David Gistau-El Mundo
Igual que Aznar, Rajoy se siente, en su salida de la vida pública, víctima de la ingratitud general y de la ilegitimidad del adversario. Han sido 40 años de persistencia tecnocrática. Vio levantarse y caer dos fuertes personalismos a los que sirvió en puestos de importancia creciente. Estuvo con todos, a todos sobrevivió. Porque también vio desaparecer a sus contemporáneos, algunos liquidados por su propia mano, sobre todo después de que la derrota de 2008 hiciera necesario orquestar una superación del aznarismo del cual él mismo se convirtió en la única reminiscencia tolerada. No extraña que Rajoy diga que no imagina la vida fuera del PP. No ha tenido tiempo de prepararse mentalmente por culpa de un final repentino e inesperado, propiciado por fuerzas combinadas que no hicieron saltar la alarma en ningún radar. Zapatero y Aznar al menos tuvieron subrayado en rojo en el calendario, con mucha antelación, el día en que dejarían de ser presidentes. Hasta la mudanza la programaron con calma. No así Rajoy. Nunca imaginó que la semana pasada la terminaría en Aravaca.
En su última intervención, arropado por una ovación que le hizo sentir indefenso sentimentalmente –«Que alguien pare, coño»–, Rajoy dijo que a él su electorado no lo censuró. Que fue un apaño parlamentario ante el cual parece que le cuesta mantener la elegancia del buen perdedor. Pero su electorado sí lo censuró. Por eso pasó, en una sola legislatura y extraviando millones de votos, de una de las mayorías absolutas más poderosas de la historia a una situación de indigencia parlamentaria que lo hizo vulnerable para la moción.
A Rajoy lo censuró su electorado hasta el punto de convertir a Rivera en un aspirante a la presidencia. Entre las razones prevalece la de la corrupción que ensució los mitos fundacionales del PP y que jamás logró desactivar. Creyó que se libraba de sus efectos al salir airoso de la comparecencia del 1 de agosto de 2013 y, sin embargo, siempre estuvo ahí al despertar, enturbiando el discurso económico triunfal. El partido, durante estos siete años, rindió banderas doctrinales y sucumbió a una apatía que se hizo exasperante para los votantes más motivados por la defensa de un credo constitucional atacado por diversos antagonistas interiores.
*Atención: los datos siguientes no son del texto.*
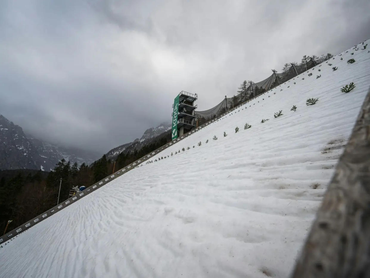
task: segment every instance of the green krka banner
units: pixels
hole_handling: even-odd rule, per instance
[[[175,98],[174,102],[174,111],[172,113],[172,140],[177,138],[177,116],[179,115],[179,97],[180,94]]]

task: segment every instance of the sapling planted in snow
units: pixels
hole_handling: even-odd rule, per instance
[[[278,112],[276,112],[274,114],[274,117],[275,118],[277,118],[278,117],[280,117],[280,116],[282,116],[284,114],[283,114],[282,113],[282,111],[283,111],[282,110],[280,110]]]
[[[306,101],[306,105],[307,106],[309,105],[313,105],[314,104],[316,104],[318,101],[319,101],[319,99],[314,99],[312,97]]]
[[[349,93],[354,89],[356,87],[354,83],[351,82],[340,89],[340,91],[343,93]]]
[[[250,128],[252,127],[252,126],[250,125],[248,125],[248,123],[247,123],[245,125],[244,125],[244,129],[248,129],[249,128]]]

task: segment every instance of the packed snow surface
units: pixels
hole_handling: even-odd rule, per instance
[[[0,277],[287,277],[370,86],[342,54],[3,245]]]

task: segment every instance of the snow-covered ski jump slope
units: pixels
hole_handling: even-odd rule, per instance
[[[370,86],[358,47],[3,244],[0,277],[288,277]]]

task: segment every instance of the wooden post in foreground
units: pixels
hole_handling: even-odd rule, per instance
[[[370,90],[292,277],[370,277]]]

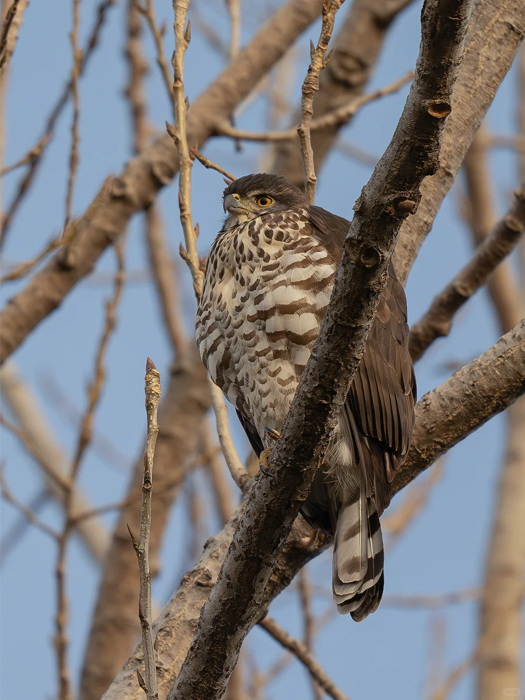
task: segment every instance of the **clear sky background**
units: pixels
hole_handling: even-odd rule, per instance
[[[243,4],[243,43],[279,4]],[[346,4],[349,6],[350,0]],[[225,38],[227,22],[220,0],[195,0],[201,14]],[[81,36],[85,38],[93,20],[95,3],[81,3]],[[338,24],[348,7],[340,12]],[[419,41],[419,2],[413,3],[388,34],[377,69],[369,88],[385,85],[412,69]],[[157,0],[159,20],[166,18],[167,46],[171,55],[172,4]],[[4,163],[26,153],[41,134],[43,119],[68,78],[71,50],[70,4],[64,0],[33,0],[27,9],[12,62],[6,99]],[[125,3],[118,0],[104,27],[101,46],[80,82],[80,168],[74,196],[74,215],[80,214],[97,192],[104,178],[118,173],[130,158],[131,136],[128,106],[123,97],[126,65]],[[300,86],[308,64],[308,42],[318,36],[318,24],[311,27],[298,42],[290,94],[292,104],[300,99]],[[337,29],[337,26],[336,26]],[[146,46],[153,57],[151,42],[145,31]],[[83,43],[83,41],[81,41]],[[148,79],[150,117],[159,129],[169,119],[169,105],[154,61]],[[200,34],[194,22],[186,59],[186,87],[190,101],[218,74],[224,60]],[[346,129],[344,136],[361,148],[380,155],[388,144],[401,113],[408,88],[398,94],[366,106]],[[511,70],[500,88],[488,115],[488,125],[498,134],[515,131],[517,76]],[[266,108],[262,97],[239,115],[241,127],[262,129]],[[14,221],[4,255],[6,262],[27,259],[38,251],[61,228],[64,214],[71,108],[64,111],[52,143],[48,149],[37,181]],[[237,153],[225,139],[209,141],[204,152],[212,160],[240,176],[257,172],[261,149],[246,145]],[[517,185],[517,161],[507,150],[491,155],[494,195],[501,214],[510,193]],[[354,203],[372,169],[332,153],[319,174],[316,202],[338,214],[351,218]],[[19,176],[5,178],[3,202],[8,202]],[[223,219],[222,178],[198,164],[193,169],[194,220],[200,225],[199,248],[206,253]],[[454,276],[471,254],[471,244],[458,214],[460,176],[447,197],[433,230],[414,266],[407,286],[409,319],[414,322],[426,309],[434,294]],[[174,255],[181,230],[178,220],[176,183],[161,195],[163,215]],[[71,454],[76,432],[74,412],[57,408],[50,386],[55,384],[78,410],[85,405],[85,388],[93,368],[93,353],[104,323],[104,300],[110,293],[101,271],[114,269],[115,256],[108,251],[97,272],[78,285],[59,309],[48,316],[17,351],[14,358],[24,379],[37,392],[39,401],[57,438]],[[128,232],[126,264],[130,270],[146,265],[142,219],[135,216]],[[181,296],[188,333],[192,332],[195,300],[188,276],[181,266]],[[111,280],[111,276],[108,276]],[[24,283],[3,290],[8,298]],[[436,343],[416,366],[419,395],[444,381],[452,362],[461,365],[479,355],[498,336],[495,317],[484,290],[466,305],[454,325],[450,337]],[[147,279],[126,286],[119,311],[118,328],[108,354],[108,379],[97,414],[97,434],[109,438],[122,454],[108,463],[97,451],[88,454],[80,482],[97,505],[119,500],[125,492],[130,470],[144,449],[144,374],[150,356],[164,377],[170,349],[157,308],[153,286]],[[247,443],[232,420],[241,455]],[[482,580],[484,558],[494,506],[498,475],[503,458],[504,421],[494,419],[454,448],[447,456],[444,473],[432,491],[420,517],[386,558],[385,598],[391,594],[441,594],[478,585]],[[18,498],[29,502],[42,488],[42,480],[31,459],[6,430],[2,434],[2,463],[8,482]],[[202,479],[198,480],[203,488]],[[401,496],[402,498],[402,496]],[[392,507],[398,505],[395,499]],[[218,528],[212,512],[207,514],[208,534]],[[60,514],[52,505],[41,512],[46,522],[59,526]],[[2,504],[4,531],[17,517],[10,505]],[[108,525],[114,515],[105,517]],[[161,603],[173,592],[184,567],[187,554],[187,513],[184,499],[174,509],[166,532],[162,568],[154,584],[154,595]],[[1,569],[1,690],[5,697],[54,697],[55,668],[52,645],[55,613],[54,566],[55,547],[46,536],[28,528],[21,543],[4,561]],[[330,556],[326,553],[309,566],[312,580],[327,587],[331,575]],[[71,664],[75,678],[81,664],[83,646],[95,599],[98,571],[74,540],[70,547],[69,592],[71,603]],[[318,612],[332,609],[321,592],[316,598]],[[272,606],[277,620],[292,634],[300,635],[296,596],[286,592]],[[405,610],[382,604],[360,624],[336,616],[316,640],[320,662],[335,682],[353,700],[388,697],[391,700],[420,700],[426,697],[430,629],[435,611]],[[464,603],[443,610],[446,626],[447,668],[464,659],[476,640],[477,606]],[[262,668],[281,654],[266,633],[255,629],[248,646]],[[468,674],[450,696],[451,700],[472,697],[473,674]],[[291,664],[270,685],[271,699],[307,697],[309,683],[304,669]]]

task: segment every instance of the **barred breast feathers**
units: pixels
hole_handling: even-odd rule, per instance
[[[335,261],[312,235],[304,209],[223,229],[216,239],[197,341],[213,381],[258,427],[274,422],[276,428],[284,419],[326,311],[335,272]]]

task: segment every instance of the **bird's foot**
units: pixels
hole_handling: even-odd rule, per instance
[[[274,430],[273,428],[267,428],[267,427],[265,428],[265,433],[270,438],[270,440],[276,440],[279,437],[279,435],[281,435],[281,433],[278,430]],[[263,449],[262,451],[260,453],[260,456],[259,457],[259,470],[260,470],[261,473],[264,474],[265,476],[267,477],[275,476],[275,474],[274,474],[272,470],[268,468],[268,457],[270,456],[270,454],[272,451],[272,447],[268,447],[267,449]],[[258,478],[259,477],[260,477],[259,474],[258,474],[257,476],[255,476],[256,481],[258,480]]]

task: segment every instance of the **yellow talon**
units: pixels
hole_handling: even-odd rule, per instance
[[[259,456],[259,469],[260,469],[263,474],[270,473],[268,469],[268,457],[270,456],[270,453],[272,451],[272,447],[268,447],[267,449],[263,449]]]

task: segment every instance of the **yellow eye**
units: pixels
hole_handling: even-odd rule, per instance
[[[270,206],[273,203],[274,200],[267,195],[260,195],[255,200],[255,204],[258,206]]]

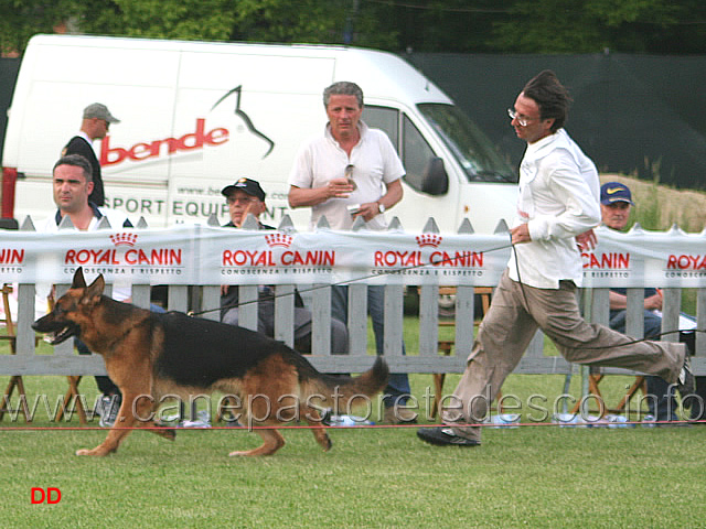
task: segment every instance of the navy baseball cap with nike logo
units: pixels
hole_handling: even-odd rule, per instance
[[[627,202],[634,206],[630,188],[620,182],[608,182],[600,186],[600,203],[605,206],[617,202]]]

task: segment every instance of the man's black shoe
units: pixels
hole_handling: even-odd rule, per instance
[[[680,371],[680,378],[676,380],[676,389],[678,390],[682,399],[687,395],[692,395],[695,391],[694,386],[694,373],[692,371],[692,361],[688,359],[688,354],[684,357],[684,365]]]
[[[450,428],[420,428],[417,430],[417,436],[438,446],[480,446],[481,444],[478,441],[454,434]]]

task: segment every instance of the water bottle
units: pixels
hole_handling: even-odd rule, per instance
[[[375,424],[373,421],[355,415],[329,415],[328,421],[331,427],[362,427]]]

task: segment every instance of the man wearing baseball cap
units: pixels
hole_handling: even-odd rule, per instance
[[[120,120],[110,114],[108,107],[100,102],[94,102],[84,108],[83,121],[77,136],[74,136],[62,150],[62,156],[67,154],[81,154],[90,162],[93,168],[93,192],[88,197],[96,206],[105,205],[105,192],[103,190],[103,176],[100,162],[93,147],[93,141],[104,139],[108,133],[110,123],[119,123]]]
[[[621,182],[607,182],[600,187],[601,222],[607,227],[623,231],[628,226],[630,210],[634,206],[630,187]],[[625,332],[628,291],[610,289],[610,328]],[[662,333],[662,317],[654,311],[662,310],[662,294],[652,288],[644,289],[644,335],[656,338]],[[659,425],[678,421],[674,388],[662,378],[645,376],[648,382],[648,409],[656,418]],[[683,396],[685,397],[685,396]],[[676,422],[675,424],[681,424]]]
Pero, por encima de todo, necesitaba dar un salto generacional que lo distancie de los años y de los personajes corruptos. La renuncia de Rajoy lo facilita. No porque en lo personal merezca sospechas, sino porque ni siquiera evacuando todas las culpas sobre Aznar pudo hacer olvidar que él siempre estuvo allí y no precisamente en cargos menores.
No cabe imaginarlo ahora tratando de controlar el porvenir con intrigas, como hizo González con el PSOE para desesperación del renacido Borrell. Cabe imaginarlo conforme con el resto de su vida, atento tal vez a que su sucesión no se convierta en una riña autodestructiva que demore el regreso de un partido que no tardará en tener nuevas oportunidades de protagonismo.